3    On the last occasion, I made an order granting SMBC leave to file an amended originating application seeking declaratory relief and orders for specific performance in the nature of that sought by SMBC today. I made that order for three reasons.

4    First, the position taken by SMBC was unusual, in that it sought contractual relief together with an order for preliminary discovery or equitable discovery to determine whether to commence a proceeding against Flexirent. Secondly, and relatedly, an application for preliminary discovery under FCR 7.23 must logically follow determination of whether there is a legal or equitable right to obtain the documents sought. It is a precondition to an order for preliminary discovery that all “reasonable inquires” have been made to obtain the information necessary to decide whether to commence a proceeding seeking substantive relief. Thirdly, I considered that the originating application filed by SMBC in July 2022 did not identify with specificity the disputed construction relating to the obligations of Flexirent under the 2018 MRASA and Supplemental Deed, and therefore SMBC should have leave to file an amended originating application which truly identifies the constructional issue raised. As I said in my reasons, this will allow SMBC, if it is successful in obtaining the relief it seeks in the amended originating application, or through some other adjectival application, to consolidate the two proceedings by amending the relief sought in the Primary Proceeding: SMBC Leasing and Finance (at [6][7]).

5    In any event, SMBC filed its amended originating application and the proceeding was listed for hearing as soon as practicable. Importantly, by its amended originating application, SMBC seeks declaratory relief in a particular form, namely, that on proper construction of the 2018 MRASA and the Supplemental Deed, Flexirentis obliged to provide access to [SMBC] to all documents in [Flexirent’s] possession meeting the descriptions in the Schedule to [the application]”.

6    The proposed order for specific performance is similarly drafted, being “an order that Flexirent provide access to SMBC to all documents in Flexirent’s possession meeting the descriptions in the schedule to [the application]”. The broad ranging schedule incorporated into the prayers for relief sought by the applicant is annexed to these reasons (Schedule). It will be necessary to return to the precise relief sought by SMBC later.

7    It is fair to say that the stakes in this aspect of the proceeding are exceedingly low. As noted above, SMBC also seeks either preliminary discovery under FCR 7.23 or equitable discovery, and SMBC foreshadows that if it is unsuccessful in obtaining the documents which are the subject of this application, it will seek preliminary discovery in order to obtain the documents sought in the Schedule.

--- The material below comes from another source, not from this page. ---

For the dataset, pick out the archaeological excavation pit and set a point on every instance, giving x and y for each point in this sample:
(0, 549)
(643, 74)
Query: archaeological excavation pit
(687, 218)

B    AGREED BACKGROUND FACTS

B.1    Background and Sources of Findings

8    At the last case management hearing, I made an order requiring the parties to prepare a statement of agreed facts pursuant to s 191 of the Evidence Act 1995 (Cth), given that it appeared unlikely that the matter would venture beyond a relatively short construction dispute. An agreed statement of facts was filed by the parties with commendable efficiency.

9    With the benefit of that document, the facts underlying the dispute may be sketched as follows.

B.2    Key Transaction Documents

10    This is a matter rife with abbreviated terms and labyrinthine contractual definitions. For convenience, SMBC produced the following helpful aid which illustrates the relevant contractual arrangement:

11    By way of elaboration, on 13 June 2018, Flexirent and Forum Enviro (Aust) Pty Ltd (Forum) entered into a Principal and Agency Agreement. The Principal and Agency Agreement set out the terms on which Forum acted as Flexirent’s undisclosed agent in relation to certain rental, lease and licence agreements that Flexirent was in the business of providing.

12    On 2 August 2018, Flexirent (as seller) and SMBC (as purchaser) entered into the 2018 MRASA and the Supplemental Deed. Together, these documents set out the terms on which SMBC could purchase “Receivables Rights” and “Related Assets” from Flexirent that arose under contracts purportedly entered into between Forum and Veolia Environmental Services (Australia) Pty Ltd (Veolia).

13    On the same day, Flexirent, SMBC and Forum entered into an Agent Side Letter in connexion with the 2018 MRASA whereby SMBC appointed Forum as its agent for the purposes of the collection and payment of the “Lessee Receivables”.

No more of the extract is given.